The Euclidean distance is a special case of the Minkowski distance, where p = 2.

• Standardized Euclidean distance

`${d}_{st}^{2}=\left({x}_{s}-{x}_{t}\right){V}^{-1}\left({x}_{s}-{x}_{t}{\right)}^{\prime },$`

where V is the n-by-n diagonal matrix whose jth diagonal element is (S(j))2, where S is a vector of scaling factors for each dimension.

• Mahalanobis distance

`${d}_{st}^{2}=\left({x}_{s}-{x}_{t}\right){C}^{-1}\left({x}_{s}-{x}_{t}{\right)}^{\prime },$`

where C is the covariance matrix.

• City block distance

`${d}_{st}=\sum _{j=1}^{n}|{x}_{sj}-{x}_{tj}|.$`

The city block distance is a special case of the Minkowski distance, where p = 1.

• Minkowski distance

`${d}_{st}=\sqrt[p]{\sum _{j=1}^{n}{|{x}_{sj}-{x}_{tj}|}^{p}}.$`

For the special case of p = 1, the Minkowski distance gives the city block distance.

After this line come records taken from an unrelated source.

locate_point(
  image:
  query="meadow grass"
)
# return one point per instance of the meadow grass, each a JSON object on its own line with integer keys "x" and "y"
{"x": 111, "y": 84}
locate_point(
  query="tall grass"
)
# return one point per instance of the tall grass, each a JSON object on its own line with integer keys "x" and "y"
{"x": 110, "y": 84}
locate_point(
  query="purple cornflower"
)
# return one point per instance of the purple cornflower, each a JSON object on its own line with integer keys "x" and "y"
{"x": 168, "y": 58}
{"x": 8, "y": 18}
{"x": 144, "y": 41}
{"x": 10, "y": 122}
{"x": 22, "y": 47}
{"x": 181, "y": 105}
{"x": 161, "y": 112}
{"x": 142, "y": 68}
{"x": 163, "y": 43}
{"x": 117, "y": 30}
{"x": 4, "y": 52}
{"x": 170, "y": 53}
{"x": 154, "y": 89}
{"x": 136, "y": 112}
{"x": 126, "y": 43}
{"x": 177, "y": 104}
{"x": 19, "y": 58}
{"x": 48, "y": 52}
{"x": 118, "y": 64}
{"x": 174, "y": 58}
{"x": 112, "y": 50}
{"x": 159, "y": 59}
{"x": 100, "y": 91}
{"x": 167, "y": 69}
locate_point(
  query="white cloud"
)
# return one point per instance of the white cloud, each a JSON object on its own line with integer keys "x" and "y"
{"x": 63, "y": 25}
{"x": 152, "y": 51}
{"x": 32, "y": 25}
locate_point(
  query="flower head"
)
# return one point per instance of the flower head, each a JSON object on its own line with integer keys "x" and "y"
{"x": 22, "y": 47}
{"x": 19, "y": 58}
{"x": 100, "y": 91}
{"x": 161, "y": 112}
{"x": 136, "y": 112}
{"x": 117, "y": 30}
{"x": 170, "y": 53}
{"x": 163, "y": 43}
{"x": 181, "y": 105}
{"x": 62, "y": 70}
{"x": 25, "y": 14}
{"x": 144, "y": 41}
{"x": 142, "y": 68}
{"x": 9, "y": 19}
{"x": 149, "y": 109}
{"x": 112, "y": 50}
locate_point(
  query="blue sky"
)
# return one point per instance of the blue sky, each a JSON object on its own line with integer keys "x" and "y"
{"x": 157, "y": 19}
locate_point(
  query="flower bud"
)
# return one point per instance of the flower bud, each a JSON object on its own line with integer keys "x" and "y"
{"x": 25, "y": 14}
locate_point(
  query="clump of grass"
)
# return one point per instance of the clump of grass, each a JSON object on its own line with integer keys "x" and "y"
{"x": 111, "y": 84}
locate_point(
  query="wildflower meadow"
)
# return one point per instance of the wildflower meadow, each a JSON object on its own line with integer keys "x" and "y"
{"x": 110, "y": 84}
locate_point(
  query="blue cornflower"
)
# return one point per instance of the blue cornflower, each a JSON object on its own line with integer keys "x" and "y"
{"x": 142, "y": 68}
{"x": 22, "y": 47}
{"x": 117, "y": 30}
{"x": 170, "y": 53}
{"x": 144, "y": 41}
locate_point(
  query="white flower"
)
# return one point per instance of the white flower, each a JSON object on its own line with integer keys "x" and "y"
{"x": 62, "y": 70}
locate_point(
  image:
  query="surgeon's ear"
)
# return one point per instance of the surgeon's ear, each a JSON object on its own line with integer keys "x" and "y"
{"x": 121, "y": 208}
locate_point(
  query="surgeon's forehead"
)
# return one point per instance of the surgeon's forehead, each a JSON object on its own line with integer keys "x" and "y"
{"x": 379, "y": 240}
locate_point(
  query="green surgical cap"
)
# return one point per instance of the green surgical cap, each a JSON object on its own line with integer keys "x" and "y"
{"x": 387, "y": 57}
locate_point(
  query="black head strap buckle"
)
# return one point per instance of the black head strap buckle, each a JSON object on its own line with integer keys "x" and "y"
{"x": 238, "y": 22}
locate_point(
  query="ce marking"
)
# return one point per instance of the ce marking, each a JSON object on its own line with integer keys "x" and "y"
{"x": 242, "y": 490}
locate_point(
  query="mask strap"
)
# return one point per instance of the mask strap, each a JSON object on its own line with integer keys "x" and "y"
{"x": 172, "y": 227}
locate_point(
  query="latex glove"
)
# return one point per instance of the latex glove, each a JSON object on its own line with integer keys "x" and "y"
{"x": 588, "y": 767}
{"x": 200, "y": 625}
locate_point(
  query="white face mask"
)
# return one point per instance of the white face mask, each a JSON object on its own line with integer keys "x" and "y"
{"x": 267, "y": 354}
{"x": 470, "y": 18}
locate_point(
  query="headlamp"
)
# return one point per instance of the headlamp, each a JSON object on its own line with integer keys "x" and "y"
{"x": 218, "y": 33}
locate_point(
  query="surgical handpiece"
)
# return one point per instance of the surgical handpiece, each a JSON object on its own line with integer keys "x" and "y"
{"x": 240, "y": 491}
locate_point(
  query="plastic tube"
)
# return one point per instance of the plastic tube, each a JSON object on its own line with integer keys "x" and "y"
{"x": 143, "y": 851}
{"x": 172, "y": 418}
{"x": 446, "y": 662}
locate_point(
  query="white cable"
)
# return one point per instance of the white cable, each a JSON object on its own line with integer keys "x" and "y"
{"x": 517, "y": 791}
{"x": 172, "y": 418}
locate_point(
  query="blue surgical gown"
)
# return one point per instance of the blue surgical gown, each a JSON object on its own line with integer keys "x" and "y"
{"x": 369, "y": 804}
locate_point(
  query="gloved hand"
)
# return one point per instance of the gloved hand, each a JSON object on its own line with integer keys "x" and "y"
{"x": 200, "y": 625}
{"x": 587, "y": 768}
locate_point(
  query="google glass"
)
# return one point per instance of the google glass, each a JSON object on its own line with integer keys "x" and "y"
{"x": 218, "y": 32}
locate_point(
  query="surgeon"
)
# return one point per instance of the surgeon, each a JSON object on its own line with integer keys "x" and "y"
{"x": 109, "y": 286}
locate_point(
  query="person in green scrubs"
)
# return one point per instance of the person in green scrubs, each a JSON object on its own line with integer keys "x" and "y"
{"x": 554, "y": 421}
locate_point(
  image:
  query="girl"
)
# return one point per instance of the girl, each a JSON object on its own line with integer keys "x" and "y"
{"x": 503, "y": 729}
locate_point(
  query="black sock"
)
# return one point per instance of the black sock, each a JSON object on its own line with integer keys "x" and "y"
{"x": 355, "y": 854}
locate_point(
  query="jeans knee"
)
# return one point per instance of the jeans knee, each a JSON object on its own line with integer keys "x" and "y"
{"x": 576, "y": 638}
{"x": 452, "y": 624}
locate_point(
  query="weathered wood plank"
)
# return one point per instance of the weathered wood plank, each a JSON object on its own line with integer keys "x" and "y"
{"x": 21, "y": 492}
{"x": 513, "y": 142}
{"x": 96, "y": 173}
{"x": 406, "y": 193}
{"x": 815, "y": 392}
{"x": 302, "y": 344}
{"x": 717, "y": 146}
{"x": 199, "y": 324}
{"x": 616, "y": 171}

For the special case of p = 2, the Minkowski distance gives the Euclidean distance. For the special case of p = ∞, the Minkowski distance gives the Chebychev distance.

• Chebychev distance

`${d}_{st}={\mathrm{max}}_{j}\left\{|{x}_{sj}-{x}_{tj}|\right\}.$`

The Chebychev distance is a special case of the Minkowski distance, where p = ∞.

• Cosine distance

`${d}_{st}=1-\frac{{x}_{s}{{x}^{\prime }}_{t}}{\sqrt{\left({x}_{s}{{x}^{\prime }}_{s}\right)\left({x}_{t}{{x}^{\prime }}_{t}\right)}}.$`
• Correlation distance

`${d}_{st}=1-\frac{\left({x}_{s}-{\overline{x}}_{s}\right){\left({x}_{t}-{\overline{x}}_{t}\right)}^{\prime }}{\sqrt{\left({x}_{s}-{\overline{x}}_{s}\right){\left({x}_{s}-{\overline{x}}_{s}\right)}^{\prime }}\sqrt{\left({x}_{t}-{\overline{x}}_{t}\right){\left({x}_{t}-{\overline{x}}_{t}\right)}^{\prime }}},$`

where

${\overline{x}}_{s}=\frac{1}{n}\sum _{j}{x}_{sj}$ and ${\overline{x}}_{t}=\frac{1}{n}\sum _{j}{x}_{tj}$.

• Hamming distance

`${d}_{st}=\left(#\left({x}_{sj}\ne {x}_{tj}\right)/n\right).$`
• Jaccard distance

`${d}_{st}=\frac{#\left[\left({x}_{sj}\ne {x}_{tj}\right)\cap \left(\left({x}_{sj}\ne 0\right)\cup \left({x}_{tj}\ne 0\right)\right)\right]}{#\left[\left({x}_{sj}\ne 0\right)\cup \left({x}_{tj}\ne 0\right)\right]}.$`
• Spearman distance

`${d}_{st}=1-\frac{\left({r}_{s}-{\overline{r}}_{s}\right){\left({r}_{t}-{\overline{r}}_{t}\right)}^{\prime }}{\sqrt{\left({r}_{s}-{\overline{r}}_{s}\right){\left({r}_{s}-{\overline{r}}_{s}\right)}^{\prime }}\sqrt{\left({r}_{t}-{\overline{r}}_{t}\right){\left({r}_{t}-{\overline{r}}_{t}\right)}^{\prime }}},$`

where

• rsj is the rank of xsj taken over x1j, x2j, ...xmj, as computed by `tiedrank`.

• rs and rt are the coordinate-wise rank vectors of xs and xt, i.e., rs = (rs1, rs2, ... rsn).

• ${\overline{r}}_{s}=\frac{1}{n}\sum _{j}{r}_{sj}=\frac{\left(n+1\right)}{2}$.

• ${\overline{r}}_{t}=\frac{1}{n}\sum _{j}{r}_{tj}=\frac{\left(n+1\right)}{2}$.